La militante iranienne Roghayeh Azizi Mirmahalehi restera au Canada

Radio-Canada

Menacée d'expulsion, la militante iranienne Roghayeh Azizi Mirmahaleh a obtenu un permis de résidence temporaire qui lui permettra de demeurer au Canada pour une période de deux ans.

Détenue depuis mardi en raison des craintes des agents fédéraux de voir la femme de 60 ans se soustraire à l’avis d’expulsion programmé pour le 28 février prochain, Mme Azizi pourra ainsi recouvrer sa liberté.

Elle s’était vue refuser le statut de réfugié en raison de ses liens avec les moudjahidines, un mouvement qui menait une lutte armée contre le régime iranien.

Le groupe a été momentanément considéré comme une organisation terroriste par le gouvernement canadien pendant quelques années, mais il a été retiré de la liste canadienne de ces groupes depuis.

L’avocate de Mme Azizi, Stéphanie Valois, a confirmé le dénouement heureux pour sa cliente. « Elle se trouve toujours dans les bureaux d’immigration à l’Agence des services frontaliers », a commenté Mme Valois en entrevue à RDI.

« La date de son expulsion du 28 février approchait à grands pas et ça nous occasionnait un stress important », a confié Mme Valois. « Ça, c’est certainement terminé, Madame est libérée. »

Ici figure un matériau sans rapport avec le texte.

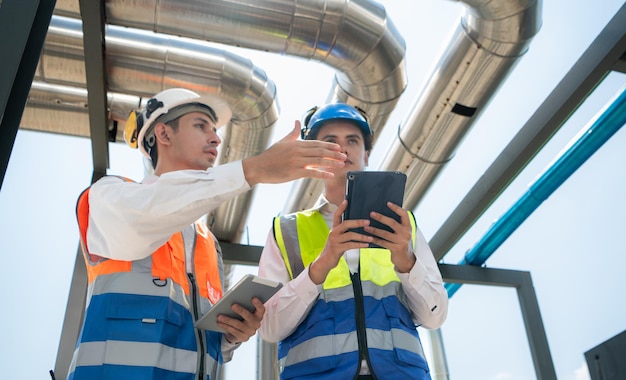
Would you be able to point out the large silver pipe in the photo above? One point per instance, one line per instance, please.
(142, 64)
(356, 38)
(491, 38)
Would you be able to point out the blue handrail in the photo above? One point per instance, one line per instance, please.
(609, 121)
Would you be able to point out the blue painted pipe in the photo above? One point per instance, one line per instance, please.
(610, 121)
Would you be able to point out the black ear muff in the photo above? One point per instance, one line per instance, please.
(304, 131)
(134, 122)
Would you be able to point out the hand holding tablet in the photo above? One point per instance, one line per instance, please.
(248, 287)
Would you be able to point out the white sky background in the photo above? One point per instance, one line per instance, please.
(571, 244)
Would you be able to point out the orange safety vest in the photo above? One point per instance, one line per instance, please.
(149, 305)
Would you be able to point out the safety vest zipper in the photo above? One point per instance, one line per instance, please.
(199, 333)
(359, 316)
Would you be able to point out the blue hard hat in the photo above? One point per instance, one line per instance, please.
(316, 117)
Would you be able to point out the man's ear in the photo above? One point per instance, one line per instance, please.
(161, 133)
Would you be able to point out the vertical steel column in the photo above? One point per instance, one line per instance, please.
(23, 28)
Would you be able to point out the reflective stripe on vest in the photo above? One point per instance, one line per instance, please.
(139, 315)
(325, 344)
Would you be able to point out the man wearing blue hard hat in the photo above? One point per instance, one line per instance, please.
(153, 266)
(349, 311)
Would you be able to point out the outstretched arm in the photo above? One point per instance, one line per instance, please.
(290, 159)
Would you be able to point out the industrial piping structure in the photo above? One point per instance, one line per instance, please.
(355, 38)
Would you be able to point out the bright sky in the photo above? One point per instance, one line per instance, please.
(571, 245)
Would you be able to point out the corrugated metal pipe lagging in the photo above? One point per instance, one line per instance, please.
(588, 141)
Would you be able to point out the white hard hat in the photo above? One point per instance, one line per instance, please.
(166, 106)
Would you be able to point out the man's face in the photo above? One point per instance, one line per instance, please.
(350, 139)
(194, 142)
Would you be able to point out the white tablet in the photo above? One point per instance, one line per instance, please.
(241, 293)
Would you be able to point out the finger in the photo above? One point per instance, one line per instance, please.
(338, 215)
(294, 133)
(402, 213)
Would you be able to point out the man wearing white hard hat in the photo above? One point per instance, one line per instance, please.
(153, 267)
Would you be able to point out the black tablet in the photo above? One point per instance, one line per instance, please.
(368, 191)
(241, 293)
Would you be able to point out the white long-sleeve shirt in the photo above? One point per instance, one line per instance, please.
(423, 286)
(129, 221)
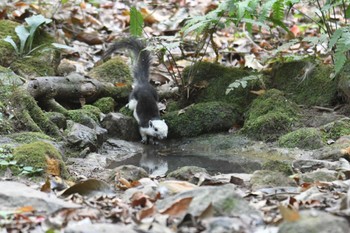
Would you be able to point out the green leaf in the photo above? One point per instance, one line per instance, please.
(23, 35)
(339, 61)
(14, 45)
(63, 46)
(335, 37)
(34, 22)
(347, 12)
(136, 22)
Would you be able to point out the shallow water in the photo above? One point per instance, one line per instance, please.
(159, 161)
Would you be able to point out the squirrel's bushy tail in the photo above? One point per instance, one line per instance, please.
(142, 56)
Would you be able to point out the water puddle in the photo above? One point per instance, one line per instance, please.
(158, 162)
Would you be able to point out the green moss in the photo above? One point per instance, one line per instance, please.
(30, 116)
(114, 71)
(126, 111)
(335, 130)
(93, 111)
(277, 165)
(317, 88)
(85, 114)
(28, 137)
(105, 104)
(305, 138)
(201, 118)
(270, 116)
(35, 154)
(213, 80)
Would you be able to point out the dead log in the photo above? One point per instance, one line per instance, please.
(73, 88)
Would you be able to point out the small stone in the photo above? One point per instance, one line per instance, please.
(314, 221)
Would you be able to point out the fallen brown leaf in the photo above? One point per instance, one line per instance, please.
(146, 212)
(178, 208)
(46, 187)
(289, 214)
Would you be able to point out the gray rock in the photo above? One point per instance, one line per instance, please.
(223, 200)
(92, 166)
(269, 179)
(129, 172)
(120, 149)
(58, 118)
(306, 165)
(319, 175)
(187, 173)
(81, 136)
(225, 225)
(121, 126)
(314, 221)
(15, 195)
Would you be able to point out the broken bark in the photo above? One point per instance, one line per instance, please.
(73, 88)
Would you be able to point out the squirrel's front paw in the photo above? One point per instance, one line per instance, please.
(144, 141)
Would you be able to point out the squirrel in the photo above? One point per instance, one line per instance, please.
(143, 100)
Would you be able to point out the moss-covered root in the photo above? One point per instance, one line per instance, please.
(40, 155)
(31, 115)
(201, 118)
(270, 116)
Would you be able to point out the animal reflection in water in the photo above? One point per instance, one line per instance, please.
(153, 163)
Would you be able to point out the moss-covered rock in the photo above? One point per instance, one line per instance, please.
(36, 155)
(270, 116)
(344, 81)
(211, 81)
(28, 115)
(114, 71)
(85, 115)
(105, 104)
(277, 165)
(29, 137)
(201, 118)
(336, 129)
(305, 82)
(305, 138)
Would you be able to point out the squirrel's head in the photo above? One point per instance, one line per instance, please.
(159, 128)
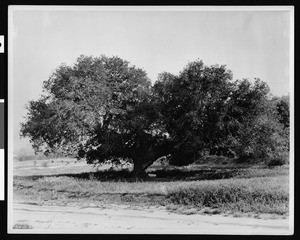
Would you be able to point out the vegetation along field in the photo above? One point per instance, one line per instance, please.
(196, 142)
(253, 190)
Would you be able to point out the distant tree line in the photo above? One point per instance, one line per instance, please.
(104, 108)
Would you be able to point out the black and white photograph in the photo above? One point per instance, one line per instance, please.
(151, 120)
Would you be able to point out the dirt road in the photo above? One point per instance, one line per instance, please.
(119, 219)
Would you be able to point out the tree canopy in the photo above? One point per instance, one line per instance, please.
(104, 108)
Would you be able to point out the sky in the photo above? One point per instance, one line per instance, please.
(253, 44)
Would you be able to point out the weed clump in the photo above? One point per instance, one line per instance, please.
(243, 195)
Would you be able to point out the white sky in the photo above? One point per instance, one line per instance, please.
(251, 44)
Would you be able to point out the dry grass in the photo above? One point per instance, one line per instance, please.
(254, 189)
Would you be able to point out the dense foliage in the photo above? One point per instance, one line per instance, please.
(106, 109)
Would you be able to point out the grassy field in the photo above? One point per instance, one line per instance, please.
(200, 188)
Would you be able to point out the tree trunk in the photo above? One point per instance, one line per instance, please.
(140, 166)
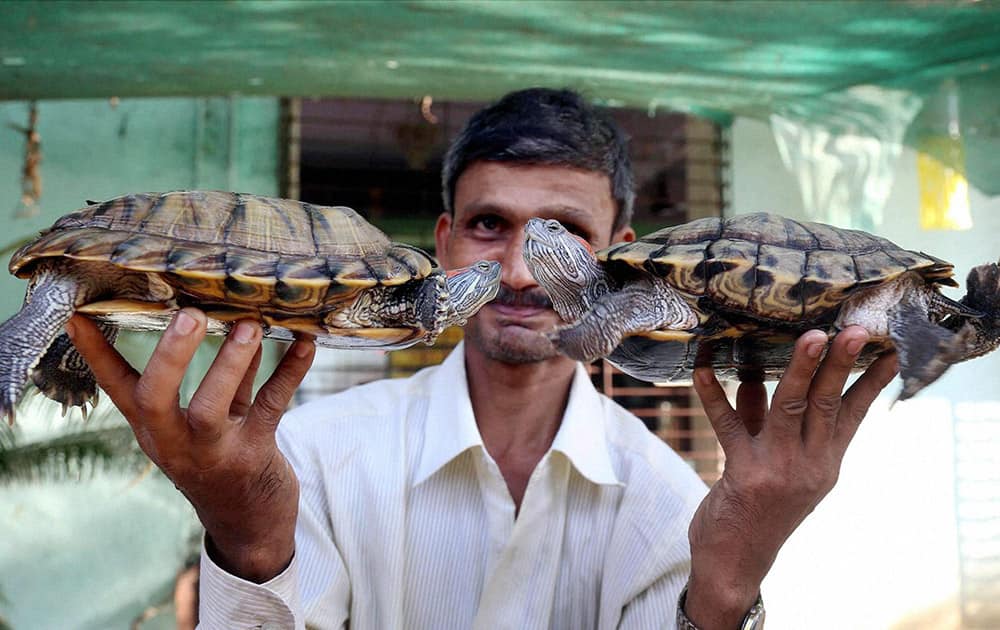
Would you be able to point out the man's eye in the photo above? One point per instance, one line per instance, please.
(578, 231)
(489, 223)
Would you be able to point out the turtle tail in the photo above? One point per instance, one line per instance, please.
(25, 337)
(983, 295)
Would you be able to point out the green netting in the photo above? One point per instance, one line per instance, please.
(717, 59)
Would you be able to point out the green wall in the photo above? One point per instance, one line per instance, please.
(96, 552)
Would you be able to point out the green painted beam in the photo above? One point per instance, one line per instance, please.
(710, 57)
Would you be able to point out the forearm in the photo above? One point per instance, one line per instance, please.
(713, 605)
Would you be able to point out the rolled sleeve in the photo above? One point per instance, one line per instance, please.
(231, 603)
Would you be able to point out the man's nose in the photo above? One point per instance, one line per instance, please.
(515, 270)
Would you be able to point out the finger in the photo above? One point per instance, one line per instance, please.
(788, 406)
(724, 419)
(156, 392)
(275, 394)
(751, 405)
(216, 394)
(859, 398)
(241, 402)
(113, 373)
(827, 389)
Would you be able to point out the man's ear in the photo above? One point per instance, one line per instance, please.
(442, 230)
(624, 235)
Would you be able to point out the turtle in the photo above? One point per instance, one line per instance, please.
(734, 293)
(298, 268)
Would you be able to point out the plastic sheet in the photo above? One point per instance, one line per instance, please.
(842, 148)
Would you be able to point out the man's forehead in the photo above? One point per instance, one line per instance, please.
(554, 191)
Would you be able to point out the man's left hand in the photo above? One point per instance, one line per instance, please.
(780, 462)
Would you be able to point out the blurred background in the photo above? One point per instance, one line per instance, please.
(878, 116)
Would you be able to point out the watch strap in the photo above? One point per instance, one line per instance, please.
(753, 620)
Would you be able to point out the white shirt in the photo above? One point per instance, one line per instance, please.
(405, 520)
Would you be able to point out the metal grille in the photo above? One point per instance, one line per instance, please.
(383, 158)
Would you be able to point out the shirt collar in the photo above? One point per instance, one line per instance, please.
(451, 428)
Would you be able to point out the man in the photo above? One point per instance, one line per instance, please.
(499, 489)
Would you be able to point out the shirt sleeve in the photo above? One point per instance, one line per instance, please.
(655, 607)
(314, 589)
(228, 602)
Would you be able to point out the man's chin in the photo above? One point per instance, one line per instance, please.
(511, 344)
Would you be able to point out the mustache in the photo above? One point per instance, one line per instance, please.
(530, 297)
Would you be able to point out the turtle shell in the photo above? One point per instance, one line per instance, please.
(770, 267)
(281, 260)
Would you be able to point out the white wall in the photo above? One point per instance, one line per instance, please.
(882, 547)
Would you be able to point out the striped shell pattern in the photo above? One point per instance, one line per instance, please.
(772, 267)
(234, 248)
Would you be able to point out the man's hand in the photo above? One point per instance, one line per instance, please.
(220, 451)
(780, 462)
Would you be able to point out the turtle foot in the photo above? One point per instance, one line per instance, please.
(926, 355)
(63, 376)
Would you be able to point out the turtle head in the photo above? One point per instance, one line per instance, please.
(473, 286)
(564, 265)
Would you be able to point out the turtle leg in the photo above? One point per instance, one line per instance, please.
(982, 295)
(62, 374)
(925, 349)
(25, 337)
(636, 308)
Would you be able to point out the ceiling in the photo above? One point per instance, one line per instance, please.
(716, 59)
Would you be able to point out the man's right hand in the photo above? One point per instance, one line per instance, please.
(220, 451)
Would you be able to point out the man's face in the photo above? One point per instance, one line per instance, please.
(493, 202)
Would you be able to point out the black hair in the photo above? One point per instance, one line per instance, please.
(544, 126)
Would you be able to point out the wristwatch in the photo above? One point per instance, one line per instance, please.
(754, 619)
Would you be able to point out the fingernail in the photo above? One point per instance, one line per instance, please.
(813, 350)
(854, 346)
(244, 332)
(184, 323)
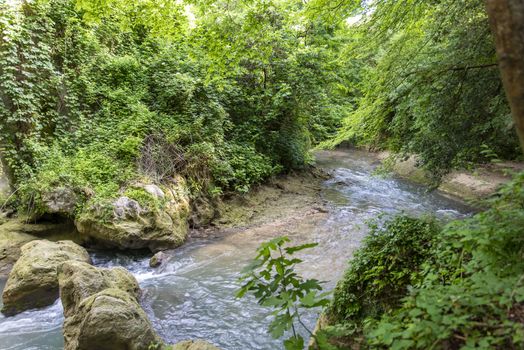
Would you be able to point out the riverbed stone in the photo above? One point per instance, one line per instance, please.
(33, 281)
(126, 223)
(158, 259)
(194, 345)
(101, 309)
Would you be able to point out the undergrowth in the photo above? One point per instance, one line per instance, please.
(414, 285)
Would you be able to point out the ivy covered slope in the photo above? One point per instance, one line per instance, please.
(414, 285)
(115, 110)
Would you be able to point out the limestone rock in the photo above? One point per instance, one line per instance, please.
(202, 212)
(133, 225)
(14, 233)
(194, 345)
(33, 280)
(158, 259)
(101, 309)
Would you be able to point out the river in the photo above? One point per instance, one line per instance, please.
(192, 295)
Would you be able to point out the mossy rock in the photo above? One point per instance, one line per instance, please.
(194, 345)
(33, 281)
(157, 219)
(102, 310)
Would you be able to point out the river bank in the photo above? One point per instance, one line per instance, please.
(471, 185)
(190, 295)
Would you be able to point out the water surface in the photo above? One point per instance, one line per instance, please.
(192, 296)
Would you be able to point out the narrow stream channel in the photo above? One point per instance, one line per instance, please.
(192, 296)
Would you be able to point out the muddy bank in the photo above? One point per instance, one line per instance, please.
(282, 201)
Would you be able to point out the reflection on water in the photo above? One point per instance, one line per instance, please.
(192, 295)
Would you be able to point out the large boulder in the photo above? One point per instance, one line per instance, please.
(101, 309)
(159, 220)
(14, 233)
(33, 280)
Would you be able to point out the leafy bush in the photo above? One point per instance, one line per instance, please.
(463, 290)
(95, 97)
(380, 273)
(272, 279)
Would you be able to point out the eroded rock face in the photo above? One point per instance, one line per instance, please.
(127, 224)
(194, 345)
(33, 280)
(101, 309)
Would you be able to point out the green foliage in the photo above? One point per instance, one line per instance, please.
(382, 270)
(465, 290)
(96, 95)
(428, 81)
(272, 279)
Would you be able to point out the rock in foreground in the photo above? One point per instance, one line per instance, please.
(33, 280)
(194, 345)
(159, 221)
(102, 311)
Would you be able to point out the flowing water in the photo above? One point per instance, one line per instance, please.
(192, 296)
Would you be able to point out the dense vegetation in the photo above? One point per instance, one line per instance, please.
(415, 286)
(96, 95)
(427, 82)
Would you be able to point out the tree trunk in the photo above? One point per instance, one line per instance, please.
(507, 23)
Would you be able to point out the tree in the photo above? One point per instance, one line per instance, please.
(507, 23)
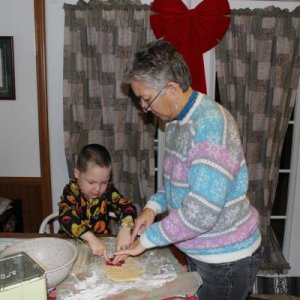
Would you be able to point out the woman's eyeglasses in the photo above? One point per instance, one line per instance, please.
(149, 103)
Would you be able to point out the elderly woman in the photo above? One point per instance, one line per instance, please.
(205, 175)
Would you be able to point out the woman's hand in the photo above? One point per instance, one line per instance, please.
(96, 246)
(144, 220)
(123, 238)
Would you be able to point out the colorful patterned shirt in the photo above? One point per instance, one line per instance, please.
(205, 183)
(78, 215)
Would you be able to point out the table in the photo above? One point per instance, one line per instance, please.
(164, 277)
(87, 276)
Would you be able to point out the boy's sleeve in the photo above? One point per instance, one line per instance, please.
(123, 208)
(69, 220)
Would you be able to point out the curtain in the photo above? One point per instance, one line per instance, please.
(258, 64)
(100, 36)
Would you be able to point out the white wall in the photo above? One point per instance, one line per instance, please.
(19, 136)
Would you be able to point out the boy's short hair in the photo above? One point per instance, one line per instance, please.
(94, 153)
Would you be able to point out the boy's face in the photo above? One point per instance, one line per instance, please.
(93, 182)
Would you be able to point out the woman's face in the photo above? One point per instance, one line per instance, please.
(94, 181)
(160, 102)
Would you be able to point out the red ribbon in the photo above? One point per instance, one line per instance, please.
(192, 32)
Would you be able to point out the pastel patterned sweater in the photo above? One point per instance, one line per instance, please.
(205, 184)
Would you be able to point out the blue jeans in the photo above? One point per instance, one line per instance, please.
(227, 281)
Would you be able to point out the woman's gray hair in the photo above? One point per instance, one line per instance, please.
(156, 64)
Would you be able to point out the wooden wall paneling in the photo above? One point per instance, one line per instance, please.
(28, 190)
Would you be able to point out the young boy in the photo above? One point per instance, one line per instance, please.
(88, 199)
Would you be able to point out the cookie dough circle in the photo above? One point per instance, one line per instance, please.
(129, 271)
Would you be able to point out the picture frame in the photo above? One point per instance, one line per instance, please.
(7, 72)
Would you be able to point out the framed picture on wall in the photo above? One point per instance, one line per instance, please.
(7, 72)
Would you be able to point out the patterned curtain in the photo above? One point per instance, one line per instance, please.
(258, 65)
(100, 36)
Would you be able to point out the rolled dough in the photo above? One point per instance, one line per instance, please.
(130, 270)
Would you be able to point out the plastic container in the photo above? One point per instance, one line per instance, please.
(21, 278)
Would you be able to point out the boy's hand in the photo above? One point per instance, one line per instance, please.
(96, 246)
(135, 248)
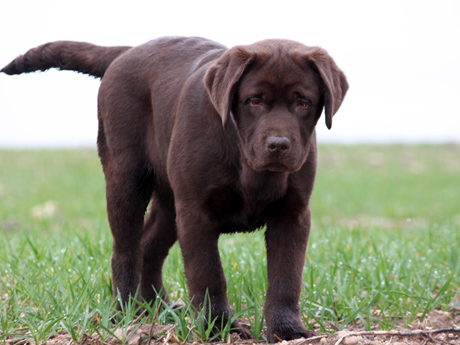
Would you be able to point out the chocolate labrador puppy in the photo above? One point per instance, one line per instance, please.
(216, 140)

«À long terme, ça veut dire qu’elle pourra rester au Canada, en sécurité, et trouver le moyen d’y rester de façon permanente.» - Stéphanie Valois

L’avocate estime que les pressions populaires, grâce à la médiatisation du cas de sa cliente, et politiques – les députés Amir Khadir, Hélène Laverdière et Kathleen Weil de même que le maire de Montréal, Denis Coderre - ont fait pencher la balance en faveur de sa cliente. « Toutes ces personnes ont travaillé pour que Madame puisse rester au Canada », conclut Mme Valois.

Mme Azizi aura ainsi deux ans pour présenter une nouvelle demande du statut de personne à protéger, poursuit son avocate. « C’est sûr que Madame veut rester au Canada, il n’est pas question pour elle de retourner en Iran », confirme son avocate.

Mme Valois précise que sa cliente conteste toujours devant les tribunaux l’évaluation des risques avant renvoi du ministère canadien de l’Immigration. Cette décision avait ouvert la voie à la procédure d’expulsion dont Mme Azizi faisait l’objet.

L’avocate croit qu’une décision favorable de la Cour dans ce dossier permettrait à sa cliente d’obtenir le statut de personne à protéger qu’elle convoite.